As duas faces da porta da salvação: do lado do Reino a gratuidade; do lado do mundo a gratidão

[Leitura] Rom 3, 21-30a; Lc 11, 47-54

[Meditação] A liturgia de hoje pode ajudar-nos a perceber a caraterística da omnipotência no confronto com Deus. A sua omnipotência é absolutamente amorosa; a “omnipotência” do homem é absolutamente presunçosa, quando existe, excetuando na infância, compreensível por causa da total dependência dos progenitores.

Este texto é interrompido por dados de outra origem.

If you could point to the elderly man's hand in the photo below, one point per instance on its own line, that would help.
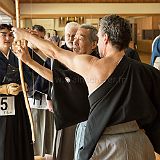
(11, 88)
(22, 53)
(19, 34)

A salvação é sempre uma graça gratuita! O nosso esforço em acolhê-la não pode acrescentar nada como não pode diminuir em nada o mérito infinito do amor de Deus. Esta nossa convicção não infravaloriza o esforço humano. Pelo contrário, enaltece-o já desde o interior de cada pessoa, onde o Espírito atua.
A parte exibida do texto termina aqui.